Fanon aprofundou os estudos acerca da psicopatologia da colonização, desenvolvendo a psicologia da comunidade ou comunitária, que nada mais é do que o movimento antimanicomial de hoje. Processo que prega o fim da internação e a integração do doente à família e à comunidade. Em seu livro “Os Condenados da Terra”, Fanon discorre sobre a violência como modo de remover dos países africanos a figura do colonizador racista.
Achile Mbembé é um filósofo camaronês que apresentou para a comunidade internacional seus estudos sobre a Necropolítica. A Necropolítica é um mosaico institucional, onde o estado, autoritário e despótico como preconizava Hobbes, adquire o poder de eliminar cidadãos em territórios específicos, resguardados sob a égide de um poder legitimado pela sociedade. Esse movimento evidencia o estado de “guerra” de Hobbes, o Conatus de Spinoza e a defesa do liberalismo de Locke.
Onde e como no Brasil se aplica a máxima de Platus, de que o homem é o lobo do homem? Certamente na atualidade. O Brasil se tonou o paraíso da distopia. Um país distópico, onde é de certa forma normaliza-se a figura da “ignorância ostentação”.  Vivemos em uma sociedade lastreada pelas políticas liberais que condenam à pobreza a maioria de sua população, dentro desse espectro, grande parte de pobres e miseráveis é de população negra. O liberalismo de Locke delimita a população negra de Fanon e Mbembé a guetos e territórios precarizados, onde as habitações não passam de senzalas contemporâneas e os transportes para locomoção são navios negreiros contemporâneos.

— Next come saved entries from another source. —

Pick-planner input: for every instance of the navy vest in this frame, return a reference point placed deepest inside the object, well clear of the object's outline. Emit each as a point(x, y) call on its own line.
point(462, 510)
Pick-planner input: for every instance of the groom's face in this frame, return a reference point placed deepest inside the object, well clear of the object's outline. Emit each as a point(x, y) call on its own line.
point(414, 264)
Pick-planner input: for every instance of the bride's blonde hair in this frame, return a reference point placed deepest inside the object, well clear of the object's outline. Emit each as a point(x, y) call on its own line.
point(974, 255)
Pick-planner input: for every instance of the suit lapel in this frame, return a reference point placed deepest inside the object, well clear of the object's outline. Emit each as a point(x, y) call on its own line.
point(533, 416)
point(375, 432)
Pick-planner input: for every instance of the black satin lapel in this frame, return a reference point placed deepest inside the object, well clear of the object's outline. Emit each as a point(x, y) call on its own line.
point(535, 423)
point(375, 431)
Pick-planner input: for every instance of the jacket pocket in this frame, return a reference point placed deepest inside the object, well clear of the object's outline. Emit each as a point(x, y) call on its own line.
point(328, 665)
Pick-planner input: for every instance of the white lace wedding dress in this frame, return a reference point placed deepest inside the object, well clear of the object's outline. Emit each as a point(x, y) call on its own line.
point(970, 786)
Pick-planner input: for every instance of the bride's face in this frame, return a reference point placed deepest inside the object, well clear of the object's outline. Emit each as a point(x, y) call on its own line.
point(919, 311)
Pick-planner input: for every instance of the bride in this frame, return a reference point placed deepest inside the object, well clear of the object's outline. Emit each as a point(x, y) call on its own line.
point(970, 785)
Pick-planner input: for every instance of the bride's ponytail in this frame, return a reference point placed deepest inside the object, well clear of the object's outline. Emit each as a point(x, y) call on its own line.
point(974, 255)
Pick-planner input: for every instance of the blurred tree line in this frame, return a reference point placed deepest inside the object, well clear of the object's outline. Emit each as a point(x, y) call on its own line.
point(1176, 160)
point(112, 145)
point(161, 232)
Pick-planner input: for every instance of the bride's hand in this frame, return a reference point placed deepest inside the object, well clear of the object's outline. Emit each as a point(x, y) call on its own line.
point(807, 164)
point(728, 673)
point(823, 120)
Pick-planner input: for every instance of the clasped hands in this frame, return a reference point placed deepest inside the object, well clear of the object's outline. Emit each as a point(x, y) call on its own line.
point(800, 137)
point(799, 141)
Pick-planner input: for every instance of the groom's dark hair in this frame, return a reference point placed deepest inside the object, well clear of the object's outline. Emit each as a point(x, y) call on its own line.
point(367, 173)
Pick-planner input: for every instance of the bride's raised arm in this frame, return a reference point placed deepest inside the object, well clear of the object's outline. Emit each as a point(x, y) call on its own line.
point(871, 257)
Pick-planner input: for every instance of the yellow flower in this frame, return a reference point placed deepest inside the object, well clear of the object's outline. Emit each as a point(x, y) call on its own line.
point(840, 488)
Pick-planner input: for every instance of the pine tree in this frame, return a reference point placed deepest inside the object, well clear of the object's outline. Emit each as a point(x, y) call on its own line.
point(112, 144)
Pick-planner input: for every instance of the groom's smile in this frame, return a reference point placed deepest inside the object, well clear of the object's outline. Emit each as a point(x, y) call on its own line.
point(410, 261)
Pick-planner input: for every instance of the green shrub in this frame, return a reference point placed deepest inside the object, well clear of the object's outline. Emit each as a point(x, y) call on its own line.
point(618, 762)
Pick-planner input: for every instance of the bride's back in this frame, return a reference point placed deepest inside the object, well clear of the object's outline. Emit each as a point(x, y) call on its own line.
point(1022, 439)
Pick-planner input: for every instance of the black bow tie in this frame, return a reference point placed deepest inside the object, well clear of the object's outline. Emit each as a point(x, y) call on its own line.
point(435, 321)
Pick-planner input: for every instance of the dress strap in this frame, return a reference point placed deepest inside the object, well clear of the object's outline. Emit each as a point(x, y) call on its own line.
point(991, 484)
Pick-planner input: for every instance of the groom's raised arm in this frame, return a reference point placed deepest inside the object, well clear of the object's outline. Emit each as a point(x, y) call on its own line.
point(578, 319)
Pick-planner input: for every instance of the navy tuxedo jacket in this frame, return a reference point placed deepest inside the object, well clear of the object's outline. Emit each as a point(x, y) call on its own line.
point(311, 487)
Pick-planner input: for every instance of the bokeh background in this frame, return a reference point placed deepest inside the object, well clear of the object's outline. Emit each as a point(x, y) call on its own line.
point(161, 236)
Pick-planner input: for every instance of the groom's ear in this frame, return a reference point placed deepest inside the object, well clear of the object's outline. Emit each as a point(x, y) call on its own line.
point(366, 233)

A saúde mental desse contingente humano negro, obviamente descreve a patologia dos pacientes colonizados de Fanon, com as mesmas condições de abandono social pelos sistemas de saúde governamentais, abandonados e canibalizados. Esse desmonte estatal são, em detrimento aos sistemas privados de saúde, onde só pode ser atendido os que podem pagar. Portanto está em curso um lento e silencioso processo eugênico, que no futuro terá enorme significância no estrato eleitoral da população.
Spinoza e Hobbes tinham aversão à metafísica. Pois bem, esse tipo de manifestação, quando utilizada em nome de Deus, leva o povo a crer que seu estado de pobreza e indigência não é devido a um um projeto liberal de intensa acumulação de capital, e sim uma dogmática determinação divina. Assim fizeram os dalits da Índia acreditar que eram a “poeira de Brahma”, restando a eles servirem de lacaios às castas superiores, sendo inclusive proibidos de pisarem na sobra de outro indiano de casta superior. A Índia foi colonizada pela Inglaterra por mais de duzentos anos e do ventre de suas lutas de libertação surgiu Mahatma Gandhi, que contrário a doutrina de Fanon e Mandela, pregava a não-violência.
O movimento político brasileiro atual tem consolidado o retorno ao integralismo. Apesar de desconhecerem integralistas de peso como San Thiago Dantas, Lauro Escorel, Miguel Reale, Plínio Salgado e Gustavo Barroso. Os integralistas reacionários da atualidade, seguem beócios desprovidos de qualquer tipo de verniz intelectual. Pregam a violência, o culto às armas, a eliminação física de apenados e a segregação racial. O Brasil abriu sua caixa de pandora e dela saltam teorias loucas como a terra plana e os movimentos anti imunizatórios.
Saindo de uma onda pandêmica e entrando imediatamente em outra, sem sabermos o que acontecerá daqui a um ano, somos reféns dessas teoria absurdas e quem paga o preço maior é a população negra.
A Filosofia é um poderoso farol que lança suas luzes instigantes sobre o difuso oceano da vida. Porém, para nós do povo negro, a Filosofia que nos vem sendo apresentada através dos séculos, quando fundamentada e mesclada com a política, só tem trazido tristezas, amarguras e dissabores.